BRATTLEBORO — On a 4-1 vote, the Brattleboro Selectboard has decided to lift its yearlong Covid-19 mask order as of Friday, June 4, and allow fully vaccinated people to follow new federal and state rules.
“The disconnect between policies right now is causing confusion,” Selectman Daniel Quipp said at an online meeting Tuesday, “and that confusion tends to lead to some kind of conflict.”
Gov. Phil Scott, following updated rules from the federal Centers for Disease Control and Prevention, has dropped the state’s mask and physical distancing requirements for fully vaccinated Vermonters — although they remain for people who are unvaccinated as well as for municipalities, businesses, schools, public transportation, health and long-term care facilities and prisons that choose to retain them.
Scott’s announcement has sparked a mixed reaction in Vermont cities and towns with their own mandates. The state capital of Montpelier will lift its order on June 15. Vergennes has decided to retain its directive. And Burlington will consider its own action at its next city council meeting on Monday.
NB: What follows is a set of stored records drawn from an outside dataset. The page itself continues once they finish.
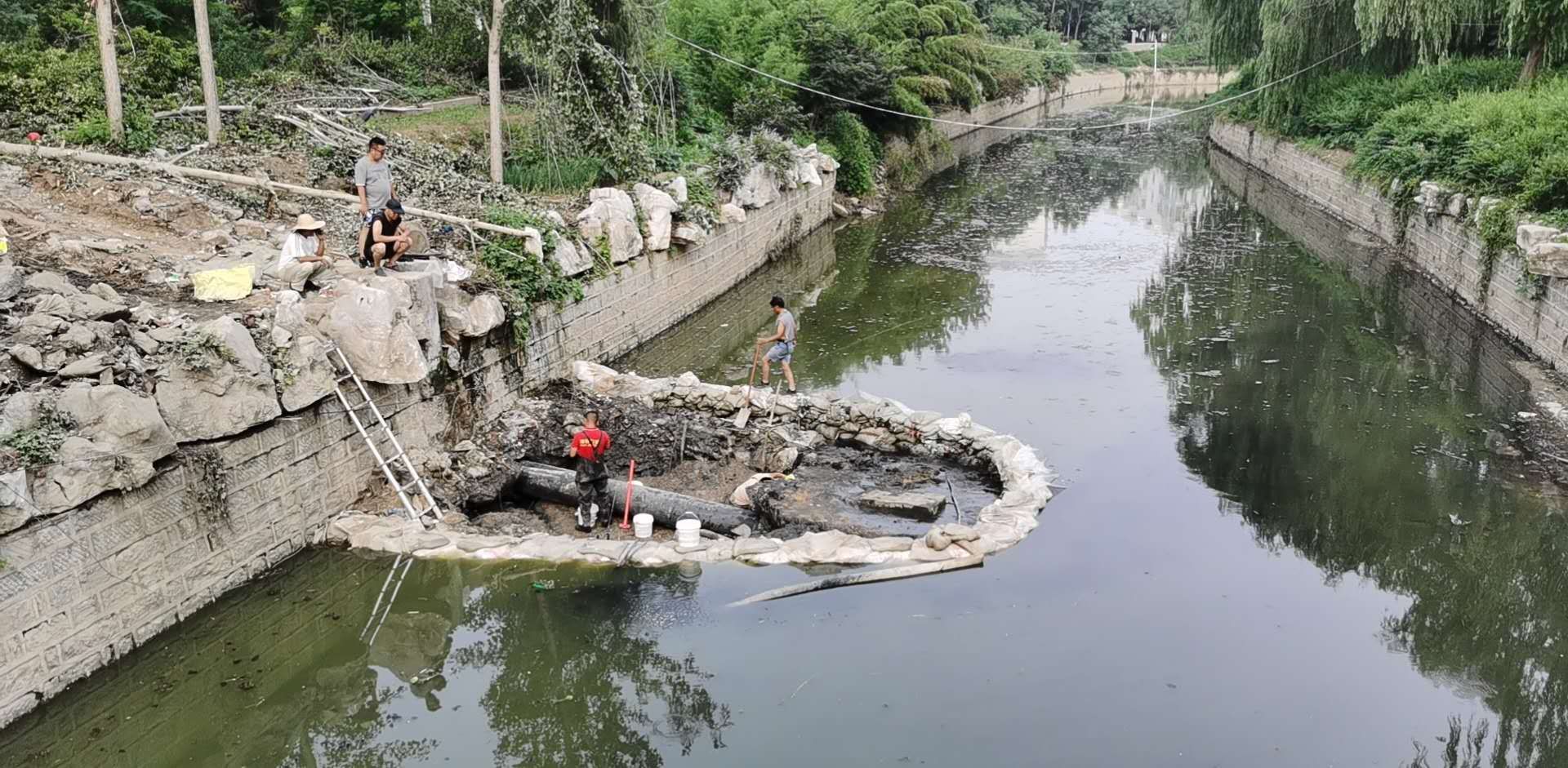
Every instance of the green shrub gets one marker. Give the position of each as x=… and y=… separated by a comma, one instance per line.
x=518, y=277
x=199, y=352
x=767, y=109
x=1344, y=105
x=731, y=162
x=857, y=153
x=773, y=153
x=1504, y=144
x=41, y=442
x=554, y=176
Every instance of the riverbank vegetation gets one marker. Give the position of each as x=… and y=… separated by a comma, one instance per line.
x=1455, y=91
x=598, y=91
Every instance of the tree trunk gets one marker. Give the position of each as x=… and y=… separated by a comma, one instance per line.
x=560, y=485
x=1532, y=61
x=235, y=179
x=209, y=78
x=497, y=10
x=110, y=63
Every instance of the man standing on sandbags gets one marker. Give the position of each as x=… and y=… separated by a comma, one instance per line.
x=593, y=480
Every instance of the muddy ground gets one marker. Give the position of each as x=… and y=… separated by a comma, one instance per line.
x=706, y=458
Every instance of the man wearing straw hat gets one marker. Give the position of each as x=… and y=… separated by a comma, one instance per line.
x=303, y=257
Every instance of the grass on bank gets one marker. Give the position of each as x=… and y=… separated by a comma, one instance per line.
x=1467, y=124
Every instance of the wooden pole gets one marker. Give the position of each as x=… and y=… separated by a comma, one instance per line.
x=110, y=63
x=209, y=78
x=497, y=13
x=866, y=577
x=666, y=507
x=235, y=179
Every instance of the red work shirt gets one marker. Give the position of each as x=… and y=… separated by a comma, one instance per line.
x=590, y=446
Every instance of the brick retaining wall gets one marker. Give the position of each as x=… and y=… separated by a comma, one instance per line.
x=1445, y=248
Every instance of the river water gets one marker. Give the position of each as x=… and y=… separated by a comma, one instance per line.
x=1254, y=562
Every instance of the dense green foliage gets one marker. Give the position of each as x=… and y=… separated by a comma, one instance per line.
x=1338, y=109
x=1465, y=124
x=1288, y=37
x=519, y=279
x=1506, y=144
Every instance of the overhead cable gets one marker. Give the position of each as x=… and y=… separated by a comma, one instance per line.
x=1022, y=129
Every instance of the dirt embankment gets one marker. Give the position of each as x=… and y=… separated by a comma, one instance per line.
x=707, y=458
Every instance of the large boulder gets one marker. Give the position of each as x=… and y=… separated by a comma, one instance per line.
x=114, y=446
x=758, y=189
x=612, y=216
x=16, y=500
x=678, y=190
x=305, y=374
x=468, y=315
x=220, y=383
x=804, y=170
x=51, y=282
x=571, y=257
x=88, y=306
x=687, y=236
x=11, y=279
x=657, y=209
x=416, y=298
x=1549, y=259
x=1530, y=236
x=372, y=330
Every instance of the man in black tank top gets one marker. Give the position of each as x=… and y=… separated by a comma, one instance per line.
x=388, y=240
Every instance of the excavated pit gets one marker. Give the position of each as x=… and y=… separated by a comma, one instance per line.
x=706, y=458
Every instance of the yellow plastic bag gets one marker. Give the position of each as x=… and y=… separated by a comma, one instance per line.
x=231, y=284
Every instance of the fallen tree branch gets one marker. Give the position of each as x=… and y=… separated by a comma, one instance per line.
x=666, y=507
x=7, y=148
x=199, y=110
x=888, y=574
x=308, y=129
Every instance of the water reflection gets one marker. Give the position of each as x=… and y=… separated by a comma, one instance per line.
x=1358, y=439
x=318, y=665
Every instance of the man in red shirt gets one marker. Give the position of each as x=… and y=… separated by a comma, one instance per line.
x=593, y=480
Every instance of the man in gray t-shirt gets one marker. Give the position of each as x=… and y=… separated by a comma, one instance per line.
x=783, y=344
x=373, y=184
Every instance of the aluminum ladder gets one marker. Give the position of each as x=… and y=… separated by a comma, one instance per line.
x=391, y=466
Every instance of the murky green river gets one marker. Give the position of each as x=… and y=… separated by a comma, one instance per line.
x=1254, y=563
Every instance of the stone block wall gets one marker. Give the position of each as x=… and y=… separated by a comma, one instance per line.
x=1463, y=347
x=85, y=587
x=82, y=588
x=1441, y=246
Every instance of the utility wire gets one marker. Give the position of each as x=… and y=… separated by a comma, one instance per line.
x=1022, y=129
x=1071, y=52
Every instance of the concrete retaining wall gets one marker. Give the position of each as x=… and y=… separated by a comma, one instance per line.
x=82, y=588
x=1463, y=347
x=1441, y=246
x=85, y=587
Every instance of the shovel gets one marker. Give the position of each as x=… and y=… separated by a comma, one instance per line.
x=745, y=413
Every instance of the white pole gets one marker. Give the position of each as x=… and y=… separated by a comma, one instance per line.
x=497, y=15
x=1155, y=80
x=112, y=104
x=209, y=80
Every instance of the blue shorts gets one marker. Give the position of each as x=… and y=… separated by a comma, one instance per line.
x=782, y=352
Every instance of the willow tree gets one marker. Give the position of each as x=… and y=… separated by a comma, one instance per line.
x=1288, y=37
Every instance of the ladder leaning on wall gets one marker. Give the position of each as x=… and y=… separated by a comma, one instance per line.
x=399, y=471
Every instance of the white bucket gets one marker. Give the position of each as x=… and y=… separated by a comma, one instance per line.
x=687, y=529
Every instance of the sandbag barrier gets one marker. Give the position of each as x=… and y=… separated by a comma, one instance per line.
x=875, y=422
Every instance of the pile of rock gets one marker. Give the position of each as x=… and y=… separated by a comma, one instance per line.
x=875, y=422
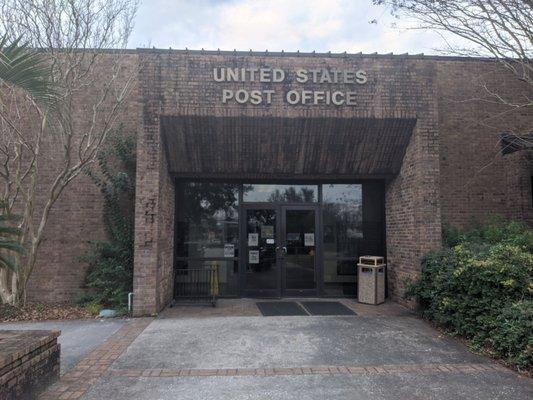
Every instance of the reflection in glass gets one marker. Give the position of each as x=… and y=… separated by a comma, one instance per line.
x=281, y=193
x=340, y=277
x=228, y=275
x=261, y=266
x=299, y=262
x=343, y=219
x=207, y=219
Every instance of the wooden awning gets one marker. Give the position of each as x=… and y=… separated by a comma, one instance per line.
x=285, y=148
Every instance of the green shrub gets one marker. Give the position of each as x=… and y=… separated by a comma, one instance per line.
x=482, y=289
x=109, y=275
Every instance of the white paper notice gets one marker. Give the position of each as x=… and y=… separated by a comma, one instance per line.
x=253, y=239
x=229, y=250
x=253, y=257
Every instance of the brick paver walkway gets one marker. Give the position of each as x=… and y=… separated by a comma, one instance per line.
x=74, y=383
x=346, y=370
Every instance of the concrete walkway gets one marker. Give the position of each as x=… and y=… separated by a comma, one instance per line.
x=394, y=356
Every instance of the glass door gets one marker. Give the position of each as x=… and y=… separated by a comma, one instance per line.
x=299, y=251
x=261, y=245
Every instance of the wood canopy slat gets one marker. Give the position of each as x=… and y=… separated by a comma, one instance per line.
x=284, y=148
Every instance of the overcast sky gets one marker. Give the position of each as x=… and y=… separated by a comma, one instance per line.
x=290, y=25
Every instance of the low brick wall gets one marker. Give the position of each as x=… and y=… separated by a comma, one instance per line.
x=29, y=362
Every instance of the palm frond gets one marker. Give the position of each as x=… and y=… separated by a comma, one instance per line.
x=27, y=69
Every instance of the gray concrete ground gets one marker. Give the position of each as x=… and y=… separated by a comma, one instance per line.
x=482, y=386
x=77, y=338
x=266, y=342
x=270, y=342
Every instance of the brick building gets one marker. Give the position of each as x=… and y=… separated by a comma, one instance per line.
x=283, y=168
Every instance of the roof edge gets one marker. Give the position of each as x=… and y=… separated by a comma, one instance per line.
x=328, y=54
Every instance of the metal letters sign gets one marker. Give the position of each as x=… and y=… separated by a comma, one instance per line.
x=347, y=77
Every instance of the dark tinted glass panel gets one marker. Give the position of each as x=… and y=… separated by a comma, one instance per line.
x=340, y=277
x=281, y=193
x=228, y=278
x=261, y=266
x=207, y=222
x=299, y=260
x=343, y=219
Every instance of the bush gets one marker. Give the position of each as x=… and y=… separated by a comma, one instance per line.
x=109, y=276
x=482, y=288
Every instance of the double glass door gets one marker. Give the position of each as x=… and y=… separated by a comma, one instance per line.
x=280, y=247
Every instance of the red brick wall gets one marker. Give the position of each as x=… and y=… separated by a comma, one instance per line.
x=476, y=180
x=76, y=218
x=174, y=83
x=451, y=170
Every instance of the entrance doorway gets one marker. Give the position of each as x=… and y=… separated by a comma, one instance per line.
x=278, y=239
x=281, y=250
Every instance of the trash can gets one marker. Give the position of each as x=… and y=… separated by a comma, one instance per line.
x=371, y=280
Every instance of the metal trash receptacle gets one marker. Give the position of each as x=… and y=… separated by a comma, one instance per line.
x=371, y=280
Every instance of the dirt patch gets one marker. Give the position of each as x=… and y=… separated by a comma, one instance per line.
x=42, y=312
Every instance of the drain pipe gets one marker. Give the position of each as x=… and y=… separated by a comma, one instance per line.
x=130, y=301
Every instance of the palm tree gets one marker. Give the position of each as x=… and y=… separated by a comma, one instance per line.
x=9, y=240
x=27, y=69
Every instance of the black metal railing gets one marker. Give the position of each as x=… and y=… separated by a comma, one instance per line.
x=196, y=285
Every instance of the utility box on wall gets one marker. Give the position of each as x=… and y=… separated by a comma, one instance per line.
x=371, y=280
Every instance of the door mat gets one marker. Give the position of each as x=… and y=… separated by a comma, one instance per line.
x=280, y=308
x=326, y=308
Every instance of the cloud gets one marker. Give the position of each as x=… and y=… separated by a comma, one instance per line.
x=305, y=25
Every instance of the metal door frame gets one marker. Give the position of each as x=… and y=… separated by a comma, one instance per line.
x=280, y=238
x=283, y=239
x=244, y=258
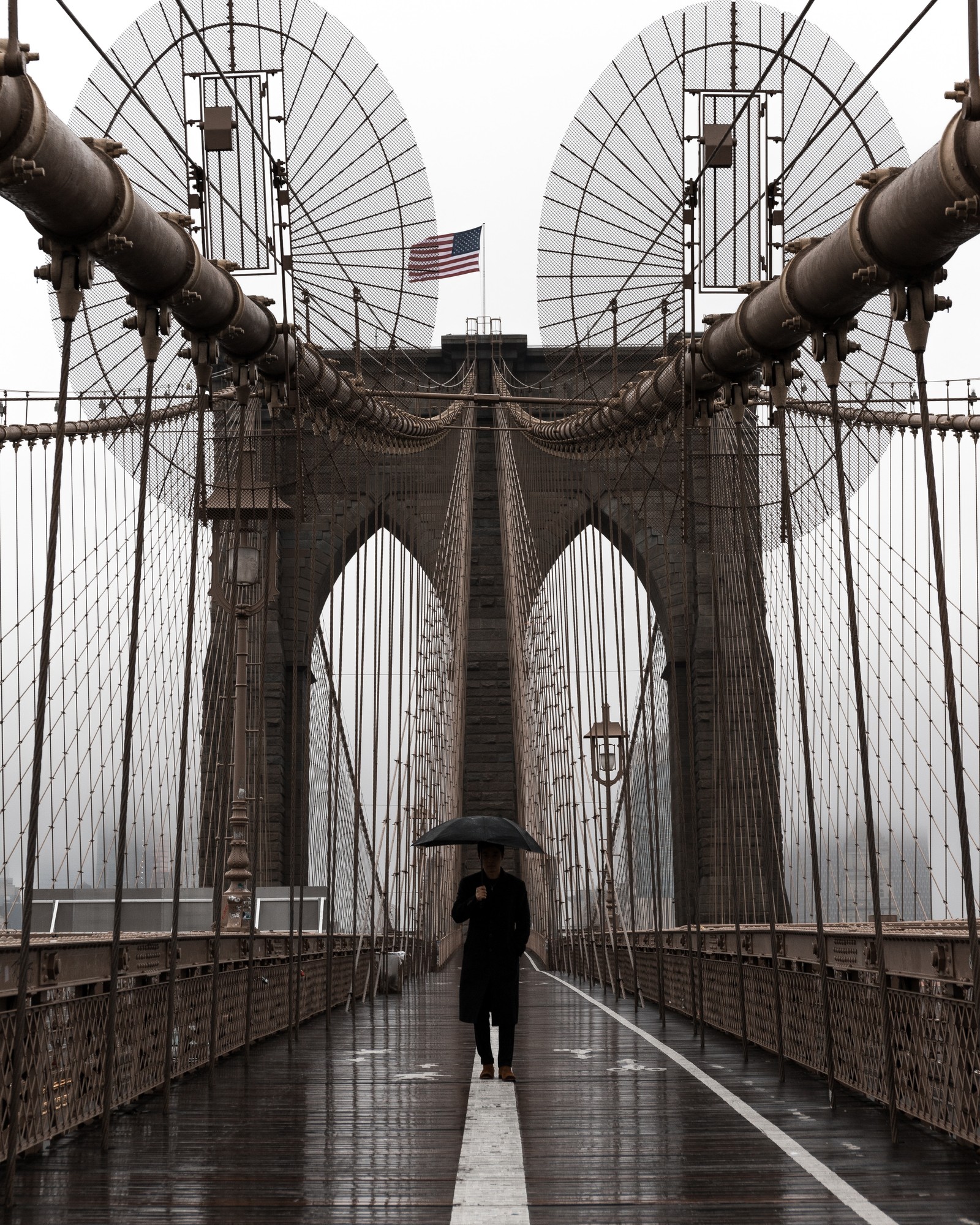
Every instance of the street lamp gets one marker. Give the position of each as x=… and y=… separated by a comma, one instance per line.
x=607, y=742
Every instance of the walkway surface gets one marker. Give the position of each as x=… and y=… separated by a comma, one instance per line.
x=382, y=1119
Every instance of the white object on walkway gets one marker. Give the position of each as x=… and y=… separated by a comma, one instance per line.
x=824, y=1174
x=491, y=1182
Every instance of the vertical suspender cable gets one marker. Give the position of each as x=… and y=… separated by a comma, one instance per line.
x=956, y=743
x=45, y=655
x=224, y=818
x=771, y=857
x=153, y=341
x=182, y=793
x=829, y=1044
x=859, y=701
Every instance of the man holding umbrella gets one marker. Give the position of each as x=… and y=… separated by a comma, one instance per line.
x=497, y=906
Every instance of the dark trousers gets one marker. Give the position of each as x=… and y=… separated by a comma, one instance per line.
x=482, y=1030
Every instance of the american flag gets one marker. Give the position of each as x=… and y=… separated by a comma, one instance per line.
x=445, y=255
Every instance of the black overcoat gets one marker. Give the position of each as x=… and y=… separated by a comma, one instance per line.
x=499, y=932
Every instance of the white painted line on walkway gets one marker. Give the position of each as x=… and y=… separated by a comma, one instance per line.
x=824, y=1174
x=491, y=1180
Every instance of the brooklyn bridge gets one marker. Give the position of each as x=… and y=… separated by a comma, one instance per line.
x=689, y=591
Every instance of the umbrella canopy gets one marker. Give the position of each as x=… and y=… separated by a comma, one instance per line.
x=469, y=830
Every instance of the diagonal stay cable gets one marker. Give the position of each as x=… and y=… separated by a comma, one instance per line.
x=805, y=149
x=268, y=151
x=707, y=166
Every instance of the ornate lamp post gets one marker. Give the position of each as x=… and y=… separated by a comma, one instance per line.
x=608, y=764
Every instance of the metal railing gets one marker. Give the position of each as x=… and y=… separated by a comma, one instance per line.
x=64, y=1071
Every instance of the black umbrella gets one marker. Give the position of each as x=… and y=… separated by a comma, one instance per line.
x=467, y=830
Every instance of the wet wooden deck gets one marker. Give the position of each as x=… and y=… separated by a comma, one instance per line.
x=366, y=1124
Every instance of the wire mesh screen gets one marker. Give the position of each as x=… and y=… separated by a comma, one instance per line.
x=731, y=216
x=612, y=224
x=358, y=190
x=238, y=178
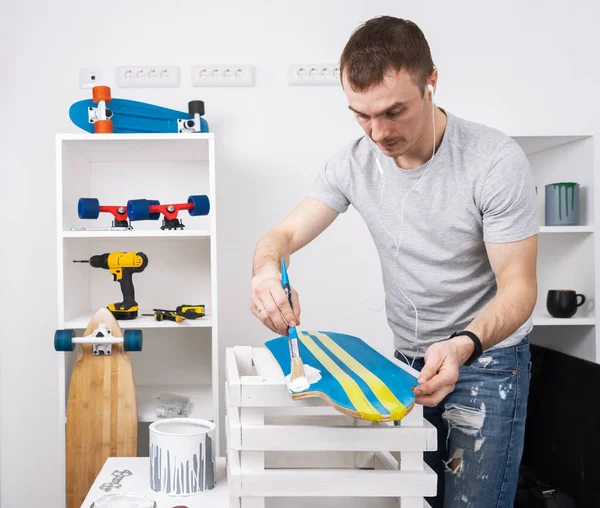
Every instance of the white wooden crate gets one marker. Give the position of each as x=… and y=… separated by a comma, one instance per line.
x=279, y=447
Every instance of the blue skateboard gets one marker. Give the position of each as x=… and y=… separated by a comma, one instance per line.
x=103, y=114
x=354, y=378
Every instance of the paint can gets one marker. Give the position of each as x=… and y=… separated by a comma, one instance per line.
x=182, y=456
x=562, y=204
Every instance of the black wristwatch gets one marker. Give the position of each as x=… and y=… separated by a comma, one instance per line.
x=477, y=352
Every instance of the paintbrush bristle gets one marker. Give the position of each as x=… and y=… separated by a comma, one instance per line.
x=297, y=368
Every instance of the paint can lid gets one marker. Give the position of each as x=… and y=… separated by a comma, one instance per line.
x=123, y=501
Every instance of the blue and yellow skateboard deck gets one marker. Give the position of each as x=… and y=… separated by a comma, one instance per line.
x=132, y=117
x=355, y=379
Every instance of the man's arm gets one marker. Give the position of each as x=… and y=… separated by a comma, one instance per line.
x=269, y=302
x=514, y=265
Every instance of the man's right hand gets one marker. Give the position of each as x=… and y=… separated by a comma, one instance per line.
x=269, y=303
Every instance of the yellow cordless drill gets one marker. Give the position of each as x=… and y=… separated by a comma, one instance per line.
x=122, y=265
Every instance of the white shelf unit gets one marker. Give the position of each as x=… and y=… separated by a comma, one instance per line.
x=182, y=265
x=566, y=254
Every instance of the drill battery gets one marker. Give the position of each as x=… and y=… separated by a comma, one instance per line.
x=180, y=314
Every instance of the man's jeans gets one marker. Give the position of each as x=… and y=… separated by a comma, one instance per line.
x=481, y=429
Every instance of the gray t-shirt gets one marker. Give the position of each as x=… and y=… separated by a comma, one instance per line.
x=479, y=188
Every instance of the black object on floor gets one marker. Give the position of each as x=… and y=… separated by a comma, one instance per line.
x=562, y=435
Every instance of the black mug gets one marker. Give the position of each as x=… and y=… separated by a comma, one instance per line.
x=563, y=303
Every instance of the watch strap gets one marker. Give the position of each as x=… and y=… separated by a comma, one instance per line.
x=477, y=352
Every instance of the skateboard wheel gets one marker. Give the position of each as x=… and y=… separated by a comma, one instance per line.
x=203, y=125
x=196, y=107
x=63, y=340
x=139, y=209
x=132, y=340
x=201, y=205
x=155, y=215
x=101, y=93
x=88, y=208
x=103, y=127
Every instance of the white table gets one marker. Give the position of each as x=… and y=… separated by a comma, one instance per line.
x=139, y=483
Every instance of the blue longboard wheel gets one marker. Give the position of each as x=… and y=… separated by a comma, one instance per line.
x=201, y=205
x=138, y=209
x=63, y=340
x=88, y=208
x=155, y=215
x=132, y=340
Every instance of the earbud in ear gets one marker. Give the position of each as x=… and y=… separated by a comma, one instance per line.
x=430, y=87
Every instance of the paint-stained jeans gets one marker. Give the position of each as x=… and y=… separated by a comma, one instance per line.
x=481, y=429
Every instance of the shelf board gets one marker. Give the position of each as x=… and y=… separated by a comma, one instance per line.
x=141, y=148
x=81, y=322
x=574, y=321
x=100, y=138
x=566, y=229
x=133, y=233
x=201, y=400
x=539, y=143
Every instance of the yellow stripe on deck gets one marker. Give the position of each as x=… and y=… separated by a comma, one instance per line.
x=378, y=387
x=353, y=391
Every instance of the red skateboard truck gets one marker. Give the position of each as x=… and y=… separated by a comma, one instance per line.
x=90, y=208
x=144, y=209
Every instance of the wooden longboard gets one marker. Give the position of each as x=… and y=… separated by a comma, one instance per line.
x=101, y=411
x=355, y=379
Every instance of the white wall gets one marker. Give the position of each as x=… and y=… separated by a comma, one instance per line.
x=524, y=67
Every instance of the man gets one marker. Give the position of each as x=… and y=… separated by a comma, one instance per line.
x=451, y=208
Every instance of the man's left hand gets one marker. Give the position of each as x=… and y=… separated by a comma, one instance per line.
x=440, y=372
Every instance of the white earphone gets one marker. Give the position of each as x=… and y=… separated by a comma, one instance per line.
x=399, y=242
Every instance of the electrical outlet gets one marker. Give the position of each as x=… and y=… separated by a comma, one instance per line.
x=89, y=78
x=148, y=76
x=314, y=74
x=223, y=75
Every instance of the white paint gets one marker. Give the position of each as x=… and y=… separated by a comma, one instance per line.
x=478, y=444
x=182, y=456
x=474, y=390
x=300, y=384
x=468, y=420
x=124, y=501
x=258, y=128
x=484, y=361
x=503, y=390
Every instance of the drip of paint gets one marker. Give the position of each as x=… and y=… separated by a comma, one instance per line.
x=312, y=375
x=566, y=186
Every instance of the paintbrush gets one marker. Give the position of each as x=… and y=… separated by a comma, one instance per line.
x=298, y=381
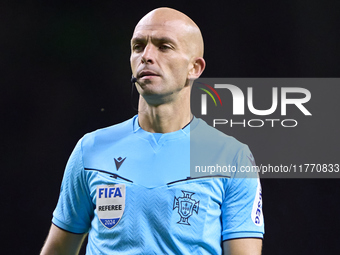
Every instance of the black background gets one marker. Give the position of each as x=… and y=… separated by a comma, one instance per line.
x=65, y=72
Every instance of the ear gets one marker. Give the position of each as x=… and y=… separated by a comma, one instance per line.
x=197, y=68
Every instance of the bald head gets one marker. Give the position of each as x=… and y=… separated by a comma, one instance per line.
x=175, y=21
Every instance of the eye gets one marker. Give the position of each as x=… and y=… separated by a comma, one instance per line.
x=137, y=47
x=164, y=47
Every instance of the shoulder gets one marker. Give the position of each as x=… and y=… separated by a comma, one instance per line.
x=109, y=134
x=205, y=135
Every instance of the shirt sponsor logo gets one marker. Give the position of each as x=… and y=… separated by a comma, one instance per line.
x=110, y=204
x=257, y=214
x=186, y=206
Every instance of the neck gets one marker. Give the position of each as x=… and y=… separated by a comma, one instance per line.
x=164, y=118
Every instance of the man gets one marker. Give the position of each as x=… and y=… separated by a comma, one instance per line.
x=128, y=185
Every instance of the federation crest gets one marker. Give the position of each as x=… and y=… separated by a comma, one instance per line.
x=186, y=206
x=110, y=204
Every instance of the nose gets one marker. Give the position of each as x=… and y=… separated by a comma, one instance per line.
x=148, y=56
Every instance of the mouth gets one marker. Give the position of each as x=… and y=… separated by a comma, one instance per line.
x=146, y=74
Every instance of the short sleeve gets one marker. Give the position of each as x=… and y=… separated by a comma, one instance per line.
x=242, y=215
x=74, y=210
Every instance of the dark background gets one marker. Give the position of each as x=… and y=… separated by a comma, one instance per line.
x=65, y=72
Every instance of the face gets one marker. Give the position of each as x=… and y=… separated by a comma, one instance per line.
x=160, y=57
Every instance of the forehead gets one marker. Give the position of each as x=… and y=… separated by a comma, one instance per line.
x=175, y=30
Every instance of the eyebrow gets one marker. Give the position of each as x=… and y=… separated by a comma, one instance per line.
x=163, y=39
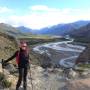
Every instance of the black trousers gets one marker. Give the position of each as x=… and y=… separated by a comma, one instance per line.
x=22, y=77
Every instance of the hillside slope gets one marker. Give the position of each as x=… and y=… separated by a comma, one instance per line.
x=82, y=34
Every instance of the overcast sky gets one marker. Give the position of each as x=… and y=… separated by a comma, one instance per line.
x=37, y=14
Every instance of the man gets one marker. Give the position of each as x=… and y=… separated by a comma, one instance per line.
x=22, y=58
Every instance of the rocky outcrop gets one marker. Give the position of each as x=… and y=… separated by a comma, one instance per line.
x=83, y=84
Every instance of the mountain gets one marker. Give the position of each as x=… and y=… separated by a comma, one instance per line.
x=82, y=34
x=60, y=29
x=8, y=29
x=24, y=29
x=63, y=29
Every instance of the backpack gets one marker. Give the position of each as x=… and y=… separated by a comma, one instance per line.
x=17, y=57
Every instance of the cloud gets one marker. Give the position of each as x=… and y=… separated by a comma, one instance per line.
x=5, y=10
x=40, y=16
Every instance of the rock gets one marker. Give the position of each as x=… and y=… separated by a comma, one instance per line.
x=73, y=74
x=83, y=84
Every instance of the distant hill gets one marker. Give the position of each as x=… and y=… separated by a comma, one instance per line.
x=60, y=29
x=8, y=29
x=82, y=34
x=24, y=29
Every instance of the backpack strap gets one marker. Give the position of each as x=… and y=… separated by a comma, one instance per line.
x=17, y=57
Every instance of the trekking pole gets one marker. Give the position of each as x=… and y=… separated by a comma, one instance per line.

In Brattleboro, weekly Covid-19 cases dropped last month from 17 to 3.
“The numbers are very encouraging,” Town Manager Peter Elwell said.
But Vermont’s seventh-largest locality is the southern gateway exit off Interstate 91 and gets much tourist traffic from other parts of the nation.
“I’m wondering who we’re serving if we do away with this mask mandate,” Selectwoman Jessica Gelter said. “It’s not the kids who are unvaccinated. It’s not the immunocompromised people who still feel like they can’t leave their houses. It’s people who just don’t want to wear a mask, and I cannot conscionably go along with that.”
Gelter conducted a Facebook poll and found a majority of constituents — headed by parents with children and people who work with the public — supported the mask mandate.
But Gelter’s four colleagues said the order had outlived its purpose.
“The argument that we should wait would be powerful to me if there was evidence that there was clear and present danger right now,” Selectman Tim Wessel said. “But if we say we’re following the science to put the mask order in place, we have to also recognize the science that tells us when it’s time to let it go.”
The selectboard, which has met on public video conference platforms for the past year, is exploring how to return to in-person gatherings as soon as this summer while retaining public online access.
“I think the future is the hybrid model,” Selectman Ian Goodnow said.